- Born: 1973 (age 52–53)
- Education: Princeton University (BA) St Cross College, Oxford (MSc)

= Jonathan Orszag =

American economist

Jonathan Marc Orszag is an American economist and former government official. He is a Founding Partner of Econic Partners LLC, an economic consulting firm. He previously was a co-founder of Compass Lexecon, LLC. Orszag sold Compass (or Competition Policy Associates) to FTI Consulting, Inc. (NYSE: FCN) in 2006. His work has been recognized in The International Who's Who of Competition Economists and Global Competition Review. During the Bill Clinton administration, Orszag served within the National Economic Council (NEC) as an economic policy advisor.

== Early life and education ==
Orszag is the son of Reba Karp, owner of a research and development company, and Steven Orszag, a prominent mathematician and professor at Yale University. He has two brothers, Michael Orszag and Peter Orszag, the former Director of the Office of Management and Budget. Orszag's paternal great-grandparents were Jewish immigrants from Hungary who immigrated to New York City in 1903.

Orszag graduated from Phillips Exeter Academy in 1991 and received his bachelor's degree in economics from Princeton University in 1996. In 1997, Orszag graduated from the University of Oxford with an M.Sc. in economic and social history.

==Career==
===Government service and political activity===
In 1994, Orszag was appointed to serve as the Special Assistant to the Chief Economist at the U.S. Department of Labor. He next moved to the White House in 1995 to serve as an Economic Policy Advisor on President Bill Clinton's National Economic Council. In 1999, the Corporation for Enterprise Development gave Orszag its leadership award for "forging innovative public policies to expand economic opportunity in America." From 1995 to 1996, Orszag was an economic consultant to James Carville while he wrote the book We're Right, They're Wrong: A Handbook for Spirited Progressives.

Orszag served as the Assistant to the Secretary of Commerce and Director of the Office of Policy and Strategic Planning from 1999 to 2000. During the 2000 presidential election, Orszag worked on the Gore-Lieberman campaign as director of policy preparations for the vice presidential debate.
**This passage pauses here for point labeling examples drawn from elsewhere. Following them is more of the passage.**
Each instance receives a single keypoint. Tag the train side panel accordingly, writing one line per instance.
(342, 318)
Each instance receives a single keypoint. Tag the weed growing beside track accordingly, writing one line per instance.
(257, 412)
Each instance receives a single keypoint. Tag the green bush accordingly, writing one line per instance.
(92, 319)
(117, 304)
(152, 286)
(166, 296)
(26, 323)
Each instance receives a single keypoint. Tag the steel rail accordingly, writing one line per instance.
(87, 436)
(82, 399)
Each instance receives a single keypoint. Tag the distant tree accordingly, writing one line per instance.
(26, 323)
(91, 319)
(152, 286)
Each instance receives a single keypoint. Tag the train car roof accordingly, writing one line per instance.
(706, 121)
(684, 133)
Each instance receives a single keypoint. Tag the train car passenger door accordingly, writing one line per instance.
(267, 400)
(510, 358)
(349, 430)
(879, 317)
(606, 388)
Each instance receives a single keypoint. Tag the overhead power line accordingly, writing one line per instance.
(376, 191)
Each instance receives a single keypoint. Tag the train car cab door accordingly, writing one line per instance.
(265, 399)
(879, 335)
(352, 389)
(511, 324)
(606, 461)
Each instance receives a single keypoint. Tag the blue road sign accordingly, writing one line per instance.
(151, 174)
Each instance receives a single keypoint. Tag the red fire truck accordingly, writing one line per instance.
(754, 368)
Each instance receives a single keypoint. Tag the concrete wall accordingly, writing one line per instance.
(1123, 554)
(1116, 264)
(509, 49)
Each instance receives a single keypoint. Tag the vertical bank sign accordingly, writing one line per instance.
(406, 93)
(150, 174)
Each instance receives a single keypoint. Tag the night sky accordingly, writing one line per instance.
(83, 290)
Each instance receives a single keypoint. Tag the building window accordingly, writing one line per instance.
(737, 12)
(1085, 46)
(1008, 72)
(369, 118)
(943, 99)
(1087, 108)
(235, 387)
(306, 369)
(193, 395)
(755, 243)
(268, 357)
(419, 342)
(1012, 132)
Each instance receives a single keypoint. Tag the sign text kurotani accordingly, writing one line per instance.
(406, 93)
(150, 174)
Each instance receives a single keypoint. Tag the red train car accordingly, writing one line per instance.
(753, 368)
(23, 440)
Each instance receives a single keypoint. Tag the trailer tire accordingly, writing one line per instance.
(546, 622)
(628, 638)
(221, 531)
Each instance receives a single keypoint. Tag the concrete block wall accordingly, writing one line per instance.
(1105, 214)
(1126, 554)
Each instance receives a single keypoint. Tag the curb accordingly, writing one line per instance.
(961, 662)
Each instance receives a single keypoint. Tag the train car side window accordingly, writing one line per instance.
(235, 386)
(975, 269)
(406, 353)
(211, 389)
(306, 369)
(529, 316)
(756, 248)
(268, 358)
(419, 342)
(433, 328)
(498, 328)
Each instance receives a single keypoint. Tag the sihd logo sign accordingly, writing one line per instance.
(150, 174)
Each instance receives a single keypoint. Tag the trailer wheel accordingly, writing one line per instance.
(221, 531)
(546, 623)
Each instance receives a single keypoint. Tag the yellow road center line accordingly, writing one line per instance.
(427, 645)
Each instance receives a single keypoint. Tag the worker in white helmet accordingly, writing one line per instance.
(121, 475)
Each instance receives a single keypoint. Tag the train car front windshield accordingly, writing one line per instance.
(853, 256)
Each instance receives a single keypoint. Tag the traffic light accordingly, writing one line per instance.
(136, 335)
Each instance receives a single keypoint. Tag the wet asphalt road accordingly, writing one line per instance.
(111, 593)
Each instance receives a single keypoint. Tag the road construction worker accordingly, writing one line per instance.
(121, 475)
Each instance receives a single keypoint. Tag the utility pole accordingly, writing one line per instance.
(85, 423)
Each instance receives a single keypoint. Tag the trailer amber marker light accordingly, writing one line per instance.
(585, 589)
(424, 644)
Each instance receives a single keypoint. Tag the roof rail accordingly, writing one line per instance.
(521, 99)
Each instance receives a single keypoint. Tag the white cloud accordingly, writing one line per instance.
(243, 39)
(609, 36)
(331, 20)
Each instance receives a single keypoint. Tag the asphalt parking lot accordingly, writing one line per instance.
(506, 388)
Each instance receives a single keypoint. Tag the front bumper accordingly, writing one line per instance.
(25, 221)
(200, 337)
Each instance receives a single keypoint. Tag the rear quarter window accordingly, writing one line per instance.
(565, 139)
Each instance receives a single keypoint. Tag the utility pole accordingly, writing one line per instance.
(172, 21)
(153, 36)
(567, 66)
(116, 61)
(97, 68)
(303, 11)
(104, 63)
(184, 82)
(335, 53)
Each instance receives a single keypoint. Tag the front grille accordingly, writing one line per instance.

From 2000 to 2003, the Governor of California appointed Orszag to both the California Workforce Investment Board and the Governor's Technology Advisory Group. In 2004, Orszag was a commentator for The Wall Street Journal, writing on economic issues of note in the 2004 presidential election.

===Private sector===
When Orszag left government, he founded Sebago Associates, the predecessor firm to Compass Lexecon, with his brother Peter Orszag. Orszag founded Econic Partners in 2025. Orszag has served on the Academic and Regulatory Advisory Council for Coinbase One River Asset Management.

In 2026, Orszag was named by the Global Competition Review as the Economist of the Year, which is awarded annually to the competition economist whose superior technical skill, practical judgement and excellence in client service demonstrates that they are among the very best in the field.

Orszag works on antitrust matters, including giving testimony before the European Court of First Instance in its 2007 case, Microsoft Corp v. Commission. Orszag has also worked on a number of large mergers, including Aetna/Humana, GE/Electrolux, Agrium/Potash Corporation of Saskatchewan, Orbitz/Expedia, OfficeMax/Office Depot, Staples/Office Depot, Omnicom/Publicis, Entercom/CBS Radio, AT&T/T-Mobile, Delta/Northwest, the Microsoft/Yahoo! search deal, Siemens/Dresser-Rand, and Global Crossing/Level 3. He's also served as an expert witness in the California matter, Hewlet-Packard Co. v Oracle Corp.

==Personal life==
Orszag is married to entertainment journalist Mary Kitchen. The couple has three children. Orszag serves on boards of the Friends of the Global Fight Against AIDS, Tuberculosis, and Malaria, and the Tiger Woods Foundation. Orszag serves as a Trustee of The First Tee and was formerly a senior fellow at the Center for American Progress. He is also a member of the Good+ Foundation's Fatherhood Leadership Council.